Ben hemen arkasından gittim. Bir de baktım ki, devemin berisindeki serâb onunla aramızı kesiyor (onu görmeme engel oluyordu). Vallahi ben pek arzu ederdim ki, keşke deveyi terketmiş olaydım (da Rasûlüllah'ın sözlerini dinlemek fırsatını kaçırmasaydım).

3228-Ve hadîsi» îsâ ibn Mûsâ el-Buhârî (ö. 186), Rakabe ibn Maska-le'den; o da Kays ibn Müslim'den rivayet etti ki, Târik ibn Şihâb şöyle demiştir: Ben Omer ibni'l-Hattâb (radıyallahü anh)'dan işittim, şöyle diyordu: Peygamber (sallallahü aleyhi ve sellem) bizim içimizde (yânı minber üzerinde) ayağa kalktı da mahlûkaatın başlamasından i'tibâren tâ cennetliklerin kendi menzillerine, ateş ehlinin de kendi menzillerine girinceye kadar herşeyi bizlere haber verdi. Bu haberi ezberleyen ezberledi, unutan da unuttu

3229  Ebû Hureyre (radıyallahü anh) şöyle demiştir: Peygamber (sallallahü aleyhi ve sellem) şöyle buyurdu: "Yüce Allah'ın şöyle buyurur olduğunu düşünüyorum: 'Âdemoğlu bana noksan sıfat isnâd etti. Halbuki ona beni noksan sıfatla vasıflaması yakışmaz.
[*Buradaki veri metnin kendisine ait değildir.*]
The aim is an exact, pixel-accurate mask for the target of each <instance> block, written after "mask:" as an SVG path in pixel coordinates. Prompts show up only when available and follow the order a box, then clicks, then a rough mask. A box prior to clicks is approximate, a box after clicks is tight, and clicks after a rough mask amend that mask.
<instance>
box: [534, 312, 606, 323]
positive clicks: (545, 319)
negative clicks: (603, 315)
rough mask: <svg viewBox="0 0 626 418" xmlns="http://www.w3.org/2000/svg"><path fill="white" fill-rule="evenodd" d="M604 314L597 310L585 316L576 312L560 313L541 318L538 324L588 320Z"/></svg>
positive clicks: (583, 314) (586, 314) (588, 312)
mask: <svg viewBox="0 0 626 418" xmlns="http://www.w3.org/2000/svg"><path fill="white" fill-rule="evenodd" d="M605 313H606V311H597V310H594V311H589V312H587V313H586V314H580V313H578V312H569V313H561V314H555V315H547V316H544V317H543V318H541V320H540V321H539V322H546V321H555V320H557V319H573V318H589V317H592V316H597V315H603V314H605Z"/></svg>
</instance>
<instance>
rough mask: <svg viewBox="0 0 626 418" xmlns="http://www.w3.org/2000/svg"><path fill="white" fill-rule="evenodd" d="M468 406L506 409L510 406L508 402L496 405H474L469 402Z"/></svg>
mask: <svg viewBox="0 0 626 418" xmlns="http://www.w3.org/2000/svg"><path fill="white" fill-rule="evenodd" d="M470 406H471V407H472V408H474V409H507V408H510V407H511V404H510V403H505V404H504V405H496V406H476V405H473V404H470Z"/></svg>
Ve yine Âdemoğlu beni tekzîb eder, Halbuki beni yalanlaması ona yakışmaz. Âdemoğlunun beni noksan sıfatla vasıflaması, benim çocuğum olduğunu söylemesidir. Âdemoğlunun beni yalanlaması ise, Allah beni ilk yarattığı gibi tekrar yaratacak değildir, demesidir".

3230 Ebû Hureyre (radıyallahü anh) şöyle demiştir: Rasûlüllah (sallallahü aleyhi ve sellem): "Allah halkı yarattığı zaman kendi yanında Arş'ın üstünde olan kitabında 'Rahmetim öfkeme gâlib olmuştur' diye yazdı" buyurdu.